I have an extremely intense sweet tooth, probably to an unnatural level. I could live off of ice-cream, chocolate, gummies, and Coke. Sugar brings me joy, simple as that. If you don’t share the same love for sweets, you might not understand where I’m coming from with this. Personal and spiritual growth are pillars of this experience. The growth I received over the first few months of the race were like Bruce’s first piece of chocolate cake. It tasted so delicious. It was unlike any cake he’d ever had before, so he kept eating and eating. He was motivated to eat the cake because it was good. I’ve been told that it takes about twenty minutes for the human stomach and the mind to be in agreement that you’re full. As time went on, Bruce’s stomach began to settle. After he finishes the first piece of cake, he’s in good spirits. He’s full, but pleasantly satisfied. Then comes the whole cake. He knows he has to eat it, but his motivation is no longer centered about the fact that it tastes good. His love for chocolate cake is now irrelevant. He’s miserable and cares nothing about eating more.

I’ve been in survival mode for the last few months. The excitement of this around-the-world adventure wore off a long time ago. Looking forward to tomorrow was centered around the fact that each passing day was one step closer to going home. I often think about the beginning of the race. There was so much to take in. I experienced so much change and growth in such a short period of time. I was like a kid in a candy store. I was motivated and excited, and kept pushing for more and more. It was very enjoyable for a while, but it resulted in a spiritual tummy ache. I grew tired of “cake”. However, an even larger cake was set in front of me. There were still months left in my journey. I no longer enjoyed the goodness of the experience. It became all about forcing chocolate down my throat, all the while thinking about how close I was to throwing it all back up.

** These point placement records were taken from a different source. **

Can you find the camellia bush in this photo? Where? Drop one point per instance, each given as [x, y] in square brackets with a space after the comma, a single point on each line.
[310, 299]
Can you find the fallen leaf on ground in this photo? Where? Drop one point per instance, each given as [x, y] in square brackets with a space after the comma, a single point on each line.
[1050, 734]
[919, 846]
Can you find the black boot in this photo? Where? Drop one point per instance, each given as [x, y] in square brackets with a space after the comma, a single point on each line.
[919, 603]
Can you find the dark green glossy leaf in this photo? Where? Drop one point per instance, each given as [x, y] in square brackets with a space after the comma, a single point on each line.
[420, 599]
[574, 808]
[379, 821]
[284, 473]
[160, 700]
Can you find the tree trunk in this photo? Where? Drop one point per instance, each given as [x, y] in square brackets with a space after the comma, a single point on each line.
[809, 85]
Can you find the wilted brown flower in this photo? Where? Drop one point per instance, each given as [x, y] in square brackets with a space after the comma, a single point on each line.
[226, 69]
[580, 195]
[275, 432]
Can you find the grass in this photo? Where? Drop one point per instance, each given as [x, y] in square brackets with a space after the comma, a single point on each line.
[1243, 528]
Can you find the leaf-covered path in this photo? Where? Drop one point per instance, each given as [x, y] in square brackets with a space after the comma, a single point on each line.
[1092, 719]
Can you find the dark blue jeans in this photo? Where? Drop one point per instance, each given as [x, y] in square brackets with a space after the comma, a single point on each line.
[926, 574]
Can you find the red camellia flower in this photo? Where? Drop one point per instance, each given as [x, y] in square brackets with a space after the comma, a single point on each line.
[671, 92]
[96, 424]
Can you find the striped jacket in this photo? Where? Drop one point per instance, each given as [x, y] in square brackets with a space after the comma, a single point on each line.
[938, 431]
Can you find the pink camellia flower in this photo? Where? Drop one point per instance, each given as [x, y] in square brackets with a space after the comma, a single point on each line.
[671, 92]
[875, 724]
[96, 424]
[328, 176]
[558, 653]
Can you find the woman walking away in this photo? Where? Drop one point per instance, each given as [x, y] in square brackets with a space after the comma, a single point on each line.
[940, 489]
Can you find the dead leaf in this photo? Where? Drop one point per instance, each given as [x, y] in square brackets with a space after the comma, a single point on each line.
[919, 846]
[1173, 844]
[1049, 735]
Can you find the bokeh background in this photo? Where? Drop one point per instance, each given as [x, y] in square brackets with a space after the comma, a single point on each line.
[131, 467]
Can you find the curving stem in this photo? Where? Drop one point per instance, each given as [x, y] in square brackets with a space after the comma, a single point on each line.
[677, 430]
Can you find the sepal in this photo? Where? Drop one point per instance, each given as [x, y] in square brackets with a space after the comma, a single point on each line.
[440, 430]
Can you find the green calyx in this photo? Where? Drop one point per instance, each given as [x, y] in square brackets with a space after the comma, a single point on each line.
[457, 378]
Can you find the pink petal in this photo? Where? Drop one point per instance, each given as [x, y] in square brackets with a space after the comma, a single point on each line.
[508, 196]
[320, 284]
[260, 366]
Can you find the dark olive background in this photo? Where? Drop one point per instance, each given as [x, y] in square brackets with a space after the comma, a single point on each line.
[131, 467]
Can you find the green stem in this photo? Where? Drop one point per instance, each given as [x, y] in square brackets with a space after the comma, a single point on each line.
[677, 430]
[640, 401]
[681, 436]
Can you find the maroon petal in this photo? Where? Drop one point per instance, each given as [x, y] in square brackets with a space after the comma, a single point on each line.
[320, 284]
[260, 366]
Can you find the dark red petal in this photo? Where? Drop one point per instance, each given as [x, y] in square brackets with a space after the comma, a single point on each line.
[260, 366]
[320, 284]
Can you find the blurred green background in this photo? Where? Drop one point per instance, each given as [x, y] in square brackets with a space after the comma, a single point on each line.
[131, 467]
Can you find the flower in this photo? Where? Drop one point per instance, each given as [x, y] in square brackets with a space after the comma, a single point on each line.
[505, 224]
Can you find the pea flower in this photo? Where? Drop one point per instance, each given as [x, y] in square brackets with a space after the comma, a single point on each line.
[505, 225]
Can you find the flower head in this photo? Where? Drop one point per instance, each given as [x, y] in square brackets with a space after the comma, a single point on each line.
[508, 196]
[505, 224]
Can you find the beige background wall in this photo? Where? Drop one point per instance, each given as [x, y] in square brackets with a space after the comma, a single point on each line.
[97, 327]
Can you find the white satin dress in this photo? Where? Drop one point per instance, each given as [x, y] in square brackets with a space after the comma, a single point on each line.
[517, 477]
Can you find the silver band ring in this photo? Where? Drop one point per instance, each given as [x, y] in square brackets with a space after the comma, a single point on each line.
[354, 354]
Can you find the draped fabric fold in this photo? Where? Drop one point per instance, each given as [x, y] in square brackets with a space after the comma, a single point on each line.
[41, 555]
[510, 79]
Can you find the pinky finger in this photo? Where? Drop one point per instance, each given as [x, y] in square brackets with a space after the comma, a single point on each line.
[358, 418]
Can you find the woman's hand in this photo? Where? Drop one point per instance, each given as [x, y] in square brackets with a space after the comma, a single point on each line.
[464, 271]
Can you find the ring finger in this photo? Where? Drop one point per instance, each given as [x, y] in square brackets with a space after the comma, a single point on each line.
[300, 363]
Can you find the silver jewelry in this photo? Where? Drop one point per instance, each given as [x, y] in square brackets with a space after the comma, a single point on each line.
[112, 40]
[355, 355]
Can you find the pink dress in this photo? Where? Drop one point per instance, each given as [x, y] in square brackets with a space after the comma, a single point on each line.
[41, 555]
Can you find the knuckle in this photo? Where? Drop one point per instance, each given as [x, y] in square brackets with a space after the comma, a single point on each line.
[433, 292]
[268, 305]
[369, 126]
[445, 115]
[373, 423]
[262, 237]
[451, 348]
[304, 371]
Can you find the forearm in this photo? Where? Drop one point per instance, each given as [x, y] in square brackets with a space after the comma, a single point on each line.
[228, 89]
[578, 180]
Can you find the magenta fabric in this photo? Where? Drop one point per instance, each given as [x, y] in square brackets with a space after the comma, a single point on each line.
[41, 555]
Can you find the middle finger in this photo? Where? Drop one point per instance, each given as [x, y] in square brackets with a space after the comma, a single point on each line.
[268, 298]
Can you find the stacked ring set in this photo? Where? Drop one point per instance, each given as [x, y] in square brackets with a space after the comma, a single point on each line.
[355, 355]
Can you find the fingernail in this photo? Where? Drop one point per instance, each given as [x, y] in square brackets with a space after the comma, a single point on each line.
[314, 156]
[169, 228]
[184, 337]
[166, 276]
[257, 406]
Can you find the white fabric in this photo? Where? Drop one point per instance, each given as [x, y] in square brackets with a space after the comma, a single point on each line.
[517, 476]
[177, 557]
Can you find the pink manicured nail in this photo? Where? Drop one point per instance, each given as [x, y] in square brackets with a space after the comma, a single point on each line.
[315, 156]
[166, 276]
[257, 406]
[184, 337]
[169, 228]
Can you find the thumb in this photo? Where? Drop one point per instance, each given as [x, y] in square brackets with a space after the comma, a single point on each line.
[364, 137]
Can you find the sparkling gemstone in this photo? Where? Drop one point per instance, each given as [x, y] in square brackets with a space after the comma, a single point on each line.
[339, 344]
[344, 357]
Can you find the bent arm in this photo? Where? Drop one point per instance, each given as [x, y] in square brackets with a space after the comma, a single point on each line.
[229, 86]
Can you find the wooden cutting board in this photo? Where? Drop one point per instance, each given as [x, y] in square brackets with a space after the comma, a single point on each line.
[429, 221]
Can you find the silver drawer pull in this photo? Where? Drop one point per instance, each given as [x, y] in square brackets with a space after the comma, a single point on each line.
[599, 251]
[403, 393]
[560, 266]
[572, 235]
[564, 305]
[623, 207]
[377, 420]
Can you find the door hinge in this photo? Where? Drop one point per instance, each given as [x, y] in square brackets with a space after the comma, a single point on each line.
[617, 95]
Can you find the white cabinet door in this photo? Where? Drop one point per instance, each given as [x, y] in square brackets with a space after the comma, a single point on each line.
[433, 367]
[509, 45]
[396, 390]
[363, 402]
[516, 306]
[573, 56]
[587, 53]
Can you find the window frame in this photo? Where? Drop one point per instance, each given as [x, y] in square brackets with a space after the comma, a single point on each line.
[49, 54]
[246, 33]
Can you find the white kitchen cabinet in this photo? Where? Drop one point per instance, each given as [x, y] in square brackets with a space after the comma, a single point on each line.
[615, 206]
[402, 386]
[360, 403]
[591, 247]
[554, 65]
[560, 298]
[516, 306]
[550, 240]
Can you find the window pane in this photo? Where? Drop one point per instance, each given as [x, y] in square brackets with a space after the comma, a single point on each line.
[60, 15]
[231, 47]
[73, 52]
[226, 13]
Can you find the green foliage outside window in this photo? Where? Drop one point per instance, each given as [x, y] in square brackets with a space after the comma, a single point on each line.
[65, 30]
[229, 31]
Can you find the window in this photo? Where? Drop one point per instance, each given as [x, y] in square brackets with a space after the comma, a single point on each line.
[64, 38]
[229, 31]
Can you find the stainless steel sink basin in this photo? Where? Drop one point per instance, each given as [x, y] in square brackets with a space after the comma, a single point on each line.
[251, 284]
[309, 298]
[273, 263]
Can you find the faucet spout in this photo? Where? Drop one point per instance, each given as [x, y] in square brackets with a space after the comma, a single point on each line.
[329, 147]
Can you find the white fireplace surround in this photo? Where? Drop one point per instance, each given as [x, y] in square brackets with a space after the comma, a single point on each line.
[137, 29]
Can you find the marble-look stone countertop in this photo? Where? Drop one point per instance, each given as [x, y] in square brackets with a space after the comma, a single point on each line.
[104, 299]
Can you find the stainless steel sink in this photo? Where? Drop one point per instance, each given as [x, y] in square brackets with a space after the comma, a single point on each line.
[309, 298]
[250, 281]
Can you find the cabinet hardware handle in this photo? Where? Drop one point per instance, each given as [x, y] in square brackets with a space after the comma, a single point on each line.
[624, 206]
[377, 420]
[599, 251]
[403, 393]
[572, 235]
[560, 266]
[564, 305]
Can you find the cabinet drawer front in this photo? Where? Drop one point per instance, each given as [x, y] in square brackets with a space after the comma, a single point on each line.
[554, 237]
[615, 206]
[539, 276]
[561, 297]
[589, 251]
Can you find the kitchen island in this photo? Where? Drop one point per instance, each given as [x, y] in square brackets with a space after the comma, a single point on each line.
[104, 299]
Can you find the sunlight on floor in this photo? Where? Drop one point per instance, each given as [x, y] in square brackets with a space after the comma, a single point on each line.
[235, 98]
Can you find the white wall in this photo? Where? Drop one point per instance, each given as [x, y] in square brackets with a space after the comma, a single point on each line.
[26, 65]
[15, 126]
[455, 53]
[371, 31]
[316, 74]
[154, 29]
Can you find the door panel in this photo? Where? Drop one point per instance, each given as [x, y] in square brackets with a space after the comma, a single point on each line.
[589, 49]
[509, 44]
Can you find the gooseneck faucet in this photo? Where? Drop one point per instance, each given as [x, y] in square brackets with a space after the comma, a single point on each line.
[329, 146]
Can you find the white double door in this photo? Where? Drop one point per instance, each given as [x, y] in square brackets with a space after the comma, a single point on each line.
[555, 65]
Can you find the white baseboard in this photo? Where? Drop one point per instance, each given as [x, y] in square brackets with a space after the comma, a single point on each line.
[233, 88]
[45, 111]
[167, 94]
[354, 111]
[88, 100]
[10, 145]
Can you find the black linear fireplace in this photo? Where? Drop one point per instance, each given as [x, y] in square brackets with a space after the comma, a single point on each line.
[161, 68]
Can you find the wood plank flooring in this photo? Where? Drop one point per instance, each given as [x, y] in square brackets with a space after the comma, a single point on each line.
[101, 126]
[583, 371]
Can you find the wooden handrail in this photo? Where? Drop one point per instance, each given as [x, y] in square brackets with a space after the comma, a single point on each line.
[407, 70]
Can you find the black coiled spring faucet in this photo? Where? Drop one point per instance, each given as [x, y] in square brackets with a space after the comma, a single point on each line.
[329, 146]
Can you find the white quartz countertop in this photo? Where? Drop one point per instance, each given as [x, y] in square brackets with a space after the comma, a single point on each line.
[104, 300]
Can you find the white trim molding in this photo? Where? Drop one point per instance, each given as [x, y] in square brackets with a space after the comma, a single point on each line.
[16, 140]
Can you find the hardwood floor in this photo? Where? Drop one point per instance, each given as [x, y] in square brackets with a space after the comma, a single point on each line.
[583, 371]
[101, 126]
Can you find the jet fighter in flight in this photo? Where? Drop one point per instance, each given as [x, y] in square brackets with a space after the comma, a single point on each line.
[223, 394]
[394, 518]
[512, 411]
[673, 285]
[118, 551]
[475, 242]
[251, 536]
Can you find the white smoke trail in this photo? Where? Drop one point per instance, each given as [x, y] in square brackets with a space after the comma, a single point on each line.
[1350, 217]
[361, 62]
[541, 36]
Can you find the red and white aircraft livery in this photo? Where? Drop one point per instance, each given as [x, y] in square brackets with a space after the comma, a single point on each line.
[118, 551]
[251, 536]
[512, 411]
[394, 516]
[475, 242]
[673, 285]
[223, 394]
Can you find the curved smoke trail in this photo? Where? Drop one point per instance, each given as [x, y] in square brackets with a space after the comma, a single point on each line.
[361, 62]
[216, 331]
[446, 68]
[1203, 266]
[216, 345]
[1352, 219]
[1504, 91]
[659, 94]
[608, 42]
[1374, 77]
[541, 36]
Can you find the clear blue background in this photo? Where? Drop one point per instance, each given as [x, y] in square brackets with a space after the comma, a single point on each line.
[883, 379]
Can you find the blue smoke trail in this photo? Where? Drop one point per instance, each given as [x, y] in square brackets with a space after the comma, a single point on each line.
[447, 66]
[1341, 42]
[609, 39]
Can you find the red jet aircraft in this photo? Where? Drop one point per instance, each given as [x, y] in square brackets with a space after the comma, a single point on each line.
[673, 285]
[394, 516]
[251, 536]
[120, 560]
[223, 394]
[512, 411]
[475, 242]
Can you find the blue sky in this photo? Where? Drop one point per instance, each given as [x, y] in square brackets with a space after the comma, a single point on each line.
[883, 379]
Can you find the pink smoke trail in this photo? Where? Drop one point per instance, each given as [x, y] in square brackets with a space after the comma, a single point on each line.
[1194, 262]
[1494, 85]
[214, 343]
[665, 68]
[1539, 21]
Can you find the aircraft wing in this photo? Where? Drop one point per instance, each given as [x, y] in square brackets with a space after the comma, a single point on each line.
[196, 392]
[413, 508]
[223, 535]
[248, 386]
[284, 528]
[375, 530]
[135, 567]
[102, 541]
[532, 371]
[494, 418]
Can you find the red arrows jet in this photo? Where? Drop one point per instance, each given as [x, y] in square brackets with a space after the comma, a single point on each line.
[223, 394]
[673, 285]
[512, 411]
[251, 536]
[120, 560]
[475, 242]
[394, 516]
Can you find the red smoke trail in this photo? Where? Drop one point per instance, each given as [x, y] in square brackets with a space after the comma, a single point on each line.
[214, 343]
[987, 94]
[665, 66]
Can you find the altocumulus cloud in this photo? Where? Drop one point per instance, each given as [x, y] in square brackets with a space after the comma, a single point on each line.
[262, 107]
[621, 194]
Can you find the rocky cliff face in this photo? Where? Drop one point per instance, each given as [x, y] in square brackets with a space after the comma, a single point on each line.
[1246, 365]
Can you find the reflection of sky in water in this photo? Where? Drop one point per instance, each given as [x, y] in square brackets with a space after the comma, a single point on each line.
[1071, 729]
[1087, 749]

When all hope seemed lost, I heard a voice begin cheering. I can’t begin to express in words how much God has moved in my life over the past few days. It’s absolutely blown me away. I realized that I rarely pray for things that are beyond my control. For example, I can pray for guidance in what I should do when I return home. I have control over what jobs I pursue, or where I live. Praying for something you have no control over takes faith, which is not my strongsuit. But I prayed for God to change my heart. It’s amazing how quickly God can move in our lives when we simply allow him to. We’ve become friends with some other mzungus (white people) here in Moshi. Thursday night we went to the home of Ryan, Stacy, and their four kids. We worshiped and prayed together. Ryan had such encouragement for us. He said that he really felt like this was a time of new beginnings. One thing he said that really stuck with me was about declaring things about your life. Each morning, he wakes up and says, “Today I will intentionally release undeserved grace.” Living out a phrase like that can radically change lives. God used him in a powerful way, and I’m so thankful we had the chance to hang out with them.

I don’t want to spend the next three and a half months just trying to get by. I want to soak it all in. I want to continue to be changed and molded into the likeness of Jesus. I know I’ve rambled a lot, but I feel like I’ve still only scratched the surface of expaining my life at the moment. I guess I can sum it all up in these things.
1. God is good.
2. He answers prayers.
3. He still speaks.
4. He’s so creative.
5. He orchestrates everything together.

 

So just like Bruce, I’ll continue to eat the cake. I’m starting to remember how good it tastes, and I’m determined to lick the plate clean.